On Thursday at Ogilvy & Mather’s New York headquarters, that power was on hand during the Millennials in Marketing Summit, hosted by O&M’s Young Professional Network. The summit, which billed itself as the “first summit by millennials and for millennials in our industry”, featured millennials from a number of companies who spoke about how their generation’s ideas are shaping the world.
Seifert kicked off the event with a short remark, trumping up millennials’ potential while also heaping responsibility on the generation.
“The world is changing faster than we can adapt, and we need you to help us,” Seifert said.
People fall prey to using “Millennial” as a catch-all term, and the problem with catch-all terms is that they really don’t catch all. Millennials, like any other group, are a diverse bunch. Yet many of the night’s panelists and speakers seemed to agree on a few characteristics that apply to the group at large—they’re mission driven, are digital beings, and gravitate to authenticity and seek community.
These generally agreed upon characteristics of millennials have greatly influenced how companies have marketed to millennials, and how startups and entrepreneurs are building their businesses to serve them.
The founders of Daybreaker, Radha Agarwal and Matt Brimer, understand the millennial desire for community, and have tapped into that desire with Daybreaker, which brings the positive aspects of a nightclub experience—dancing, themes, and of course community—and have brought it to the beginning of the day rather than the end. For Brimer, the specific aspect of their community that works, and what perhaps may be most important for millennial communities, is the sense of participation. Simply providing a place for people to do something isn’t good enough, they need to be involved in creating the experience.
“Experiences” was a word that was said a lot throughout the night, especially during the first session hosted by The New York Times.
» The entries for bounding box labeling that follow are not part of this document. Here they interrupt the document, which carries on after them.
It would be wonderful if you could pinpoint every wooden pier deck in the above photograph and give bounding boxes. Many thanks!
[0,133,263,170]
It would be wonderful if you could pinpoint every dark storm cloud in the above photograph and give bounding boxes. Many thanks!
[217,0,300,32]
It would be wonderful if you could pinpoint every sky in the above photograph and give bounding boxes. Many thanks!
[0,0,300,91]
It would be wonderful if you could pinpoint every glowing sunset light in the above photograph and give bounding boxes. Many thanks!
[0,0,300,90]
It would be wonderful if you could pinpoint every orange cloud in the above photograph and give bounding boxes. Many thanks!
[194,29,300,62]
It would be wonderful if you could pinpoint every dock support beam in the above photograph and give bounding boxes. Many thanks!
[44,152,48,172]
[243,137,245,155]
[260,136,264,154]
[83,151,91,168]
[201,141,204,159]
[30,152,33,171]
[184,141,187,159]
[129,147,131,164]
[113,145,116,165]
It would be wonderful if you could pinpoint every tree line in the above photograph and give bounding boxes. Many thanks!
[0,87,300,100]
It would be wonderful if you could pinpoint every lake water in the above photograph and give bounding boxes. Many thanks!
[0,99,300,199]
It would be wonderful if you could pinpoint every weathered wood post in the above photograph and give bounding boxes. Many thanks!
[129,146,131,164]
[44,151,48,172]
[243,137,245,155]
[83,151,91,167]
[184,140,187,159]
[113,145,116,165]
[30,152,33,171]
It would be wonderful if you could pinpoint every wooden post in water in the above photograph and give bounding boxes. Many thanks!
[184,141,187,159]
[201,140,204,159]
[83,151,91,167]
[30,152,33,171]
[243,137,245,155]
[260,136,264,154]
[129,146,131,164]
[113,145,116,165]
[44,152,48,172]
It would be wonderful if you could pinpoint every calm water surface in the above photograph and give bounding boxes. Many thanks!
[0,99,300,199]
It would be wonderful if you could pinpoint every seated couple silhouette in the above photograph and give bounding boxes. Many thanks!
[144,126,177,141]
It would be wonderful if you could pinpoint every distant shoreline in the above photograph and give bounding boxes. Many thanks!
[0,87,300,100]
Millennials grew up with advanced technology and are quick to adapt to disruptive technologies. Virtual Reality is certainly one of those technologies, one that is poised to revolutionize how people take in stories.
“A person who has lived an experience will be able to tell it better than anyone else,” Sydney Levin, Executive Producer at T Brand Studio said. And what sets it apart, Levin said, is that VR forces you to stop everything else you’re doing—while millennials may be the ultimate multi-taskers, VR is a one-task activity. “VR is the only thing in the world putting blinders on you,” Levin said.
VR and millennials seem a perfect match. Part of that is timing—millennials will watch VR evolve in real time But more so, what VR can promise is an immersive experience, and the crucial participation that Brimer mentioned which is elemental to millennial communities. Jake Silverstein, Editor in Chief of The New York Times Magazine spoke to VR’s participatory aspect, and how it’s changes the relationship between content provider and audience.
“People want to be in control,” he said. “You can’t determine where somebody is going to look. As a publisher [of VR content], you’re giving up control. It changes what it means to bear witness.”
Speaking on the final panel, Samantha Klein, Next-Gen Intrapreneur of IBM, also touched on the importance of experiences, referencing a recent article proclaiming the end of the Information Age.
“People don’t want to read about your life anymore,” she said. “They want to experience it.” Klein mentioned the fact that Facebook statuses are down, and Snapchat usage is rising. It’s evidence, she said, that people are gravitating away from telling people about their lives, but sharing it with them in real time.
The organizers wanted the audience to leave with the idea that millennial is not a dirty word. As with previous generations, there are assumptions made about millennials that are either untrue, or meaningless, or blown out of proportion (i.e., they’re lazy.) What can’t be denied is that millennials are in the process of shaping the world—as much the present as the future.